The resistance against homogeneous site (partly Augé’s non-place, partly Foucault’s ‘other space’) is invariably bound with the apparent conflict between spatial variation and mass produced space. This is embodied in the myth of Simonides. In a labyrinth, very little is remembered and disorientation is gained as one dead end meets another. Further, a place which fails to house obvious distinctions will lost sequentiality and instead promote uniformity. That uniformity lessens the potential for memorability is logical insofar as memorable place relies on “distinct potencies” to preserve memory. A multiplicity of diverse attributes might well furnish a place with the means to house memory (Bachelard: “if the house is a bit elaborate…our memories have refuges that are all the more clearly delineated.”), but this does not entail that an indistinct location is incapable of housing memories.

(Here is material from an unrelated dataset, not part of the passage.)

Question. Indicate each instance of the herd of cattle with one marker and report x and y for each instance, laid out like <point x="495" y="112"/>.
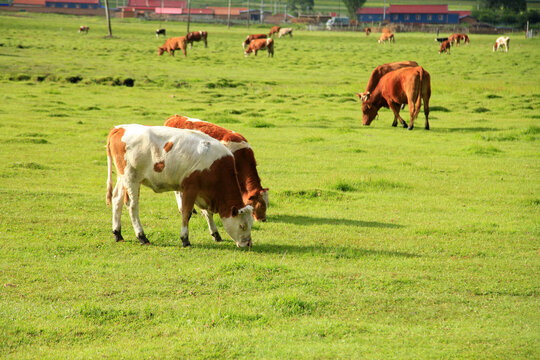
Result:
<point x="214" y="167"/>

Casey speaks of ‘points of attachments’. This is how place becomes the vessel for memories. The “efficacious cues for remembering”, manifest themselves as particular features which counter the inanimate half-life status of the site. Thus: site – I prefer to think in terms of a parking lot – becomes place through the imposition of definite features on it. It is, as it were, a subtraction (or negation) of site which implicates place. A characterful site is an intimate one which allows us to be familiar with it. The standardization of Starbucks withdraws its placelessness (homliness tends to evade it) only through a partial or complete destruction of what constitutes that standardization. In the meantime, it remains uncanny. A site which aspires to ‘enforced inclusion’ necessarily falters. But in the aspiration, an ersatz sense of home is conceived. Points of attachment, however, need not be involved in a rhetoric of presence. To think otherwise is dogma. Casey, for instance, is keen to suggest that only individuation constitutes a presence in its own right. Site disproves this as the leveling down of variegation constitutes a presence of its own. In short, diversity is often a negation not only an addition. Often, it is the emptiest vessel which proves most fertile in terms of remembrance.